Today we live in a very different world than we did when I was growing up. Our advances in many fields have modernized the job market in ways that no one could have predicted. This has led to a unique set of circumstances occurring for our young adults – many, even those that were deemed intelligent and good at school lack the necessary skills to join the workforce. At this same time, however, industries are calling for a workforce that can think outside of the box and arrive at novel conclusions especially within fields that are heavily steeped in visual and spatial problem-solving. However, in school, we don’t really teach spatial skills. In fact, in my opinion, we don’t even recognize some of the visual, spatial, and perceptual strengths that drive innovation in so many of these fields.
Therefore, if education doesn’t prepare children to understand their world and enter the workplace of today, what is its purpose? It seems to me that, perhaps for the first time in our human history, at least part of what we are teaching to our children, might not readily apply to adult functioning. So how do we solve this? A friend with autism answered this best:
“there needs to be a distinction between our definitions for intelligence and those for wisdom or discernment. While we need some degree of both, discernment is the byproduct of applied intelligence to the task of independent thinking and successful adaptation to the world in which one lives."

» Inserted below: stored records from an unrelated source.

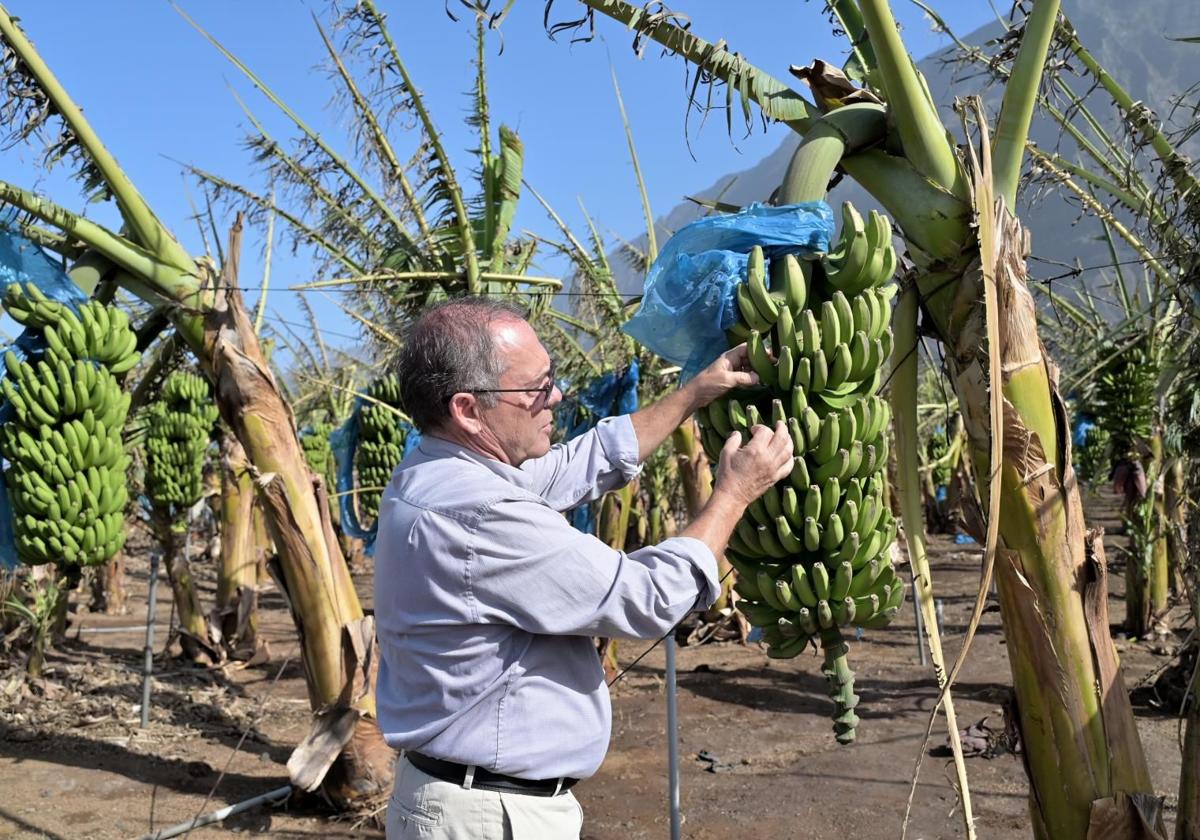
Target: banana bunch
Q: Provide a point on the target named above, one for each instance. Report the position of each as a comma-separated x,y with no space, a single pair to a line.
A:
317,451
178,431
66,457
381,442
814,553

With this, I personally feel like it is the right time to re-open discussions about what exactly intelligence and cognition actually are. As we do this, I believe we will be forced to re-think the very construct beneath cognition and learning and work to redesign a model of education that works for all children. Many will say this is too great of a challenge and the existing system is too entrenched within our modern-day world. I would argue that even from the perspective of global sustainability, not to mention the value of the individual child, the cost of lost talent in any child is far too great to overlook. Therefore, rethinking intelligence, expanding our definitions about cognition, and truly individualizing learning for all of the different skills that can be made manifest within human cognition is, in my opinion, necessary to our very survival. It’s time we talk about intelligence again.